Da un pezzo di proiettile dipinto d'oro (vedi presentazione), uno dei residenti ha fatto un piccolo vaso e ce lo mostra adornato con un mazzo di fiori artificiali, "No, noi cristiani di Mhardeh non abbiamo paura della morte. Diamo forma ai loro strumenti di morte per disegnare la pace e la gioia." "Non siamo favorevoli alla dittatura, continua il medico, afferrandomi il braccio, ma la vita con queste persone è impossibile. Questa è la democrazia?! Smettete di sostenere i nostri nemici vi prego! Tutti intorno a noi, Al-Nosra, FSA [Free Syrian Army, ndr], Fatah al-Sham, chiamateli come volete, ci lanciano razzi fatti in Francia! "

Un simbolo che Al-Nosra vuole vedere scomparire.
La cittadina paga un prezzo pesante per la sua ostinata resistenza. Nel mese di ottobre, si è beccata 150 razzi che hanno provocato 8 morti e 67 feriti. L'ultima vittima, una madre di famiglia squarciata in due da un missile Grad che ha perforato il tetto della sua camera da letto, è morta lasciando quattro figli e un marito distrutto e inconsolabile. Egli ci mostra la sua casa polverizzata senza dire una parola, forte e dignitoso. Due giorni dopo la nostra partenza, una donna e la sua figlia di 8 anni saranno ferite sulla via principale, un ragazzo e sua zia non sopravviveranno all'esplosione.

Mhardeh si trova al centro dell'asse nord-sud che collega Aleppo a Damasco, a circa 260 chilometri dalla capitale siriana. Testa di ponte fedele al governo accampato a 100 chilometri a nord di Homs, è bagnata a nord dal fiume Oronte, arginato con una diga per la fornitura di energia elettrica, tramite una moderna centrale idroelettrica. Dipende amministrativamente dal Governatorato di Hama, nei pressi della piana di Ghab.

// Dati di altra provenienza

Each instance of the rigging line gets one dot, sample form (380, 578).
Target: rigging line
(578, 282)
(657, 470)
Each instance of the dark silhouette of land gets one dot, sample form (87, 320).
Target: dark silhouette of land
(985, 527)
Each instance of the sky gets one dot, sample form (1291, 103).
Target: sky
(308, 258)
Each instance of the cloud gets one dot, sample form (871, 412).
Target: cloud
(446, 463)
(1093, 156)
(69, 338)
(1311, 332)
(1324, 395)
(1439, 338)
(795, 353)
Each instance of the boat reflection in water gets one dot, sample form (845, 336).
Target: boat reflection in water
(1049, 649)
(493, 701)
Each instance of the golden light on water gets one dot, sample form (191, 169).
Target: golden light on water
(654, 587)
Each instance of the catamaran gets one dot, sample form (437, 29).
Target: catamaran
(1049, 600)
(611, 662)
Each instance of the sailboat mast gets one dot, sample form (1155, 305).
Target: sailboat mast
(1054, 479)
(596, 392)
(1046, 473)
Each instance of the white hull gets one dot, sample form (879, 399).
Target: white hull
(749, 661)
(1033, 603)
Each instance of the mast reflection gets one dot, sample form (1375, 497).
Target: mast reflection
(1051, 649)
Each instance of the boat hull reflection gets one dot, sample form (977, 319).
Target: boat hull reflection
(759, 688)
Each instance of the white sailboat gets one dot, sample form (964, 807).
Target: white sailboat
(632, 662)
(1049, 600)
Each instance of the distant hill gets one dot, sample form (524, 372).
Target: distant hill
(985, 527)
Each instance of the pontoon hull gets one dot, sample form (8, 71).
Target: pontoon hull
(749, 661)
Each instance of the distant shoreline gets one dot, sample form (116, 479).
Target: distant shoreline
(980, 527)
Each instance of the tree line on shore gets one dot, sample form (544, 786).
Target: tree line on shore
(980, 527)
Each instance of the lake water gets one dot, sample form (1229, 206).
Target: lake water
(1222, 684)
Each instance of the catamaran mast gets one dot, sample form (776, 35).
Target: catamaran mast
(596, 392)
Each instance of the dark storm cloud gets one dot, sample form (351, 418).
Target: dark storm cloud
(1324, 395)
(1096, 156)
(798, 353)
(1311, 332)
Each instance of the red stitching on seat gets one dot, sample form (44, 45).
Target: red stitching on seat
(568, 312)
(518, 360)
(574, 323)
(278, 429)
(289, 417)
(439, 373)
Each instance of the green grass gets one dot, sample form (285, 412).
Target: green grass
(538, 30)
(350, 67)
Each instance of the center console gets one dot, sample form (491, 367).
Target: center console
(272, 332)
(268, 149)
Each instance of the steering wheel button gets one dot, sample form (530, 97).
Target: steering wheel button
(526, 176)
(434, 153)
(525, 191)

La città ha sofferto gli attacchi incessanti dei ribelli islamici che vorrebbero ridurre al nulla questo simbolo. Infatti, con i suoi 25.000 abitanti prevalentemente cristiani, Mhardeh ha cinque chiese: (greco-ortodosse) e una chiesa protestante (il 10% dei residenti sono presbiteriani). Abbarbicata su un promontorio roccioso, è circondata da zone con popolazioni sunnite le cui angherie ci sono imposte alla luce del sole. La località più vicina, Halfaya, che si trova a 200 metri ad est delle prime case, è regolarmente sotto i tiri di un cecchino. E' in prossimità di questo villaggio che è situata la centrale elettrica caduta in mano ai terroristi lo scorso agosto. Da allora, gli abitanti vivono nel buio; vengono usati i generatori a benzina per l'illuminazione e il mazout (un olio minerale) per cucinare e scaldare il salotto della casa con una stufetta a olio.

L'asilo nido
Alla piccola scuola di Mhardeh, i bambini sogliono raccogliere le olive e seminare grano nei dintorni. La direttrice si lascia sfuggire un sospiro, ci consegna dei piccoli croissant farciti con olive e spezie, una specialità di questo breve periodo di avvento prima di Natale. Dopo il giro coi magri e sostanziosi dolci si conclude la riunione. Il sacerdote greco ortodosso del Patriarcato di Antiochia riflette per noi il pensiero di tutti qui: "Incomprensioni, rammarico, tristezza, stanchezza. Nessuno può accettare il destino a noi riservato. Né il vedovo che ha perso la moglie e le figlie, né la madre che ha perso un figlio ".
I bambini in grembiulino rosa cantano allegramente ogni volta che noi varchiamo la porta di un'aula. Le loro facce tonde sono illuminate con un grande sorriso, ma nei loro occhi, si riflette una tristezza indicibile.
Resistere o morire
"Tutti vogliono la pace e la democrazia, ma i takfiri [islamisti, n.d.r.] derubano, rapiscono e umiliano i cristiani." Simon Alwakil ha preso bene in mano la difesa della sua città. Generale Nazionale delle Forze di Difesa, egli è il capo delle operazioni per l'area di Mhardeh. Amato dai suoi uomini e dagli abitanti dei villaggi, il vecchio capo d'impresa dal fiorente business ha messo i suoi mezzi e le sue risorse a disposizione per il bene della sua città natale. Ci riceve nel suo ufficio e ci espone i problemi complessi che deve risolvere.
La minaccia è permanente: 18 donne e bambini sono stati rapiti dall'inizio del conflitto. Simon ha messo in gioco le sue conoscenze ed ha ottenuto il loro rilascio. Suo fratello è stato rapito. Suo figlio è stato tenuto in ostaggio per diversi mesi ad Aleppo.
I tradimenti sono molto comuni: per quello di un medico musulmano di Mhardeh si stabilì il riscatto. Attratto dal guadagno, il figlio del medico era uno dei suoi rapitori ad Aleppo. Quello dei vicini sfollati dalle manovre militari, che dormivano da lui in nome della carità e dell'ospitalità. Vicini che hanno visto che i suoi uomini sparavano razzi sul villaggio. "La ribellione non è motivata dal rovesciamento del governo per il bene della gente, ma per servire i propri interessi" ha aggiunto il generale. "Anche la Russia non agisce solo gratuitamente, ma anche nel proprio interesse. L'esercito russo si è diffuso in tutta la Siria e gli uomini che rimangono qui non mi ispirano molta fiducia. ".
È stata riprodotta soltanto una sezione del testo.